We are too much in love with ourselves. Over generations, this love has turned blind. We don’t know what we are in love with. We don’t know why we are in love with it. All we know is that we are a great nation: because our mothers told us so, because the television programmes told us so, because the newspapers told us so.

Sit back and think for a while what it is that really drives your love for this country. When you do so, you will begin finding answers. You will still be in love with this country, but you will know why. The reasons will not be as rosy as the beauty pageant answers; they will be far more humble.
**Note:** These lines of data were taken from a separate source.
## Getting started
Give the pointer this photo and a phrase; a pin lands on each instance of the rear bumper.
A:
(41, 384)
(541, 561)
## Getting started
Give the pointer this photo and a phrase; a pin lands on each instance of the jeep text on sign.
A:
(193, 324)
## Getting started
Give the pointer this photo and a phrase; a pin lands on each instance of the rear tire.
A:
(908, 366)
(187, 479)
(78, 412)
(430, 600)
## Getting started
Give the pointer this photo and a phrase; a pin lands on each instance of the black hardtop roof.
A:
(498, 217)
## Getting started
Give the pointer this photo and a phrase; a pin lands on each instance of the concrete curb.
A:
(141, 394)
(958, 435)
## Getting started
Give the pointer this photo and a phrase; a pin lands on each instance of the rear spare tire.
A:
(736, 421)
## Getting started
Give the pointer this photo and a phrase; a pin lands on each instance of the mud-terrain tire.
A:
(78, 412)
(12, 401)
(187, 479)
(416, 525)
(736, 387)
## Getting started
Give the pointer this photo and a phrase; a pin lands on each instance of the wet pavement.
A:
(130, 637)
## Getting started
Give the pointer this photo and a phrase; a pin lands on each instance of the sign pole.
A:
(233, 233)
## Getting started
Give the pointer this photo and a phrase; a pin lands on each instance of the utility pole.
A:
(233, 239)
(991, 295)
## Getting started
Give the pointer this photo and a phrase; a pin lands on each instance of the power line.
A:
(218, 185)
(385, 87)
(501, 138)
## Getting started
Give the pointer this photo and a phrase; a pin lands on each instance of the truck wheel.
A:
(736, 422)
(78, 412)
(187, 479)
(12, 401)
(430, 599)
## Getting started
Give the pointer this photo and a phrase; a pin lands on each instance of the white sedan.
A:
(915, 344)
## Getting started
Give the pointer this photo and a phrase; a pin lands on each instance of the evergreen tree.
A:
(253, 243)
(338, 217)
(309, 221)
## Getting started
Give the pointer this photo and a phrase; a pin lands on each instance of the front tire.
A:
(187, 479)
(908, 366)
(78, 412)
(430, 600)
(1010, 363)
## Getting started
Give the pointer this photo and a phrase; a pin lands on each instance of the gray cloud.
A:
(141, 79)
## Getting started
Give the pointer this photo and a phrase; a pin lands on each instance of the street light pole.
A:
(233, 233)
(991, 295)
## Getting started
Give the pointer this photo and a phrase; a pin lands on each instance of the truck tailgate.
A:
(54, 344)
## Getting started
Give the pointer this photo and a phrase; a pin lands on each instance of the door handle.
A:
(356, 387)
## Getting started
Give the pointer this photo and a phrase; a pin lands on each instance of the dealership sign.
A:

But it is important that we start asking these questions. We all need this reality check today.

Large Problems

March 7th, 2007

There are so many problems in the world around me that I feel inclined to do something about it. I decided that I should start listing all the problems I notice, so that who ever it is that is supposed to fix them can do their part. Here are the most pressing problems, in no particular order.

  • Share market crashing
  • Inflation out of control
  • Man-eating stray dogs in Bangalore
  • Power crisis in Karnataka
  • Rave parties at Pune
  • Shah Rukh – Amithabh rivalry
  • Impending “re-org” at work

(gulp)

Oh by the way, please feel free to add your own to the list.